German musician Clara Wieck (1819-1896) married musician Robert Schumann in her hometown of Leipzig in 1840. A virtuoso pianist, she became the performing star of that eminent power couple, The Schumanns. She gave over a thousand concerts to enthusiastic audiences throughout Europe and Russia. Unfortunately, her first concert in Paris at age 11, meticulously planned by Friedrich, her father and teacher, had sparse attendance due to an outbreak of cholera.
When Clara turned 18, Friedrich refused to give his student, Robert Schumann, then 25, permission to marry his daughter. Clara sued him in court and won. In time she managed to escape a stage father’s suffocating hold on her life and career.
While on tours, Clara used her considerable influence to tirelessly promote her husband’s music, that of violinist Joseph Joachim and of her good friend Brahms, as well as compositions of Chopin and Felix Mendelssohn. With letters of introduction in hand, many hopeful musicians presented themselves at the Schumann home.
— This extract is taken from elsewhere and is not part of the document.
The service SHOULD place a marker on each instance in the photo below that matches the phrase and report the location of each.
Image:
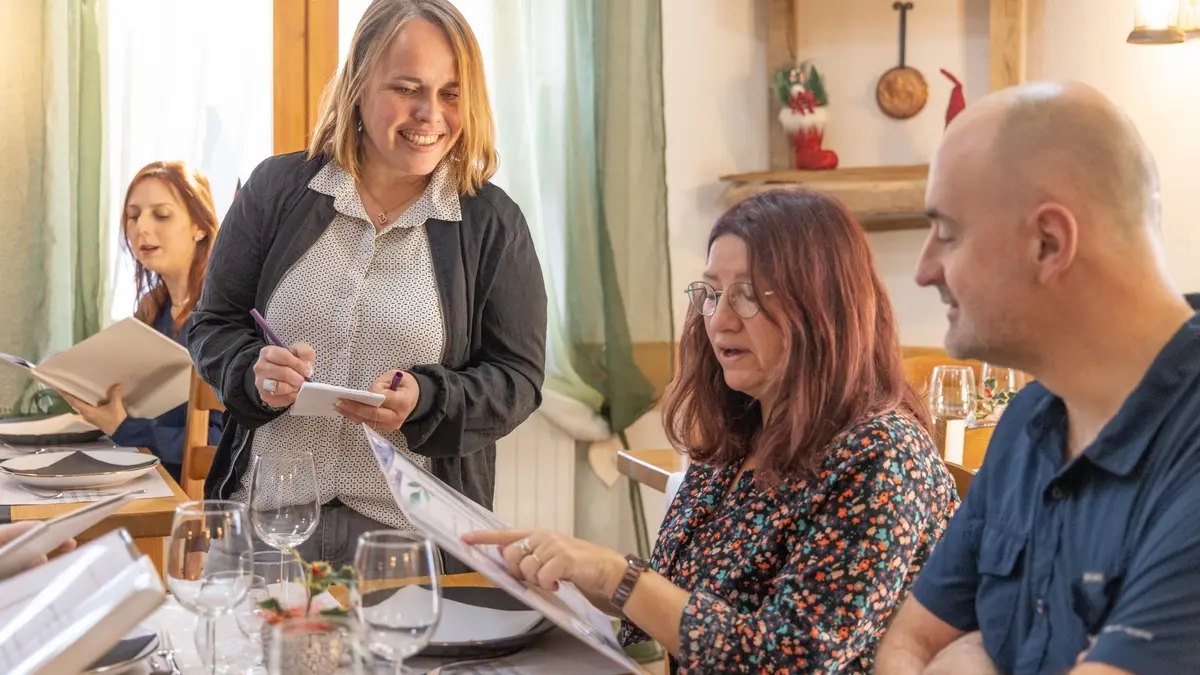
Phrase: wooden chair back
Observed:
(197, 451)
Clara also distinguished herself as a composer of piano concertos, chamber and orchestral works, lieder, and solo piano pieces. As a performer, she was the main breadwinner for her family. She also became an influential teacher at the Hoch Conservatory in Frankfurt.
Her duties as Schumann’s wife, and as a mother of eight, hampered her explorations as an artist. Four of their children predeceased her. One ended up in a mental institution.
During Robert’s final years of mental collapse, Brahms was a constant presence in Clara’s life. Their letters speak to a deep friendship, perhaps love.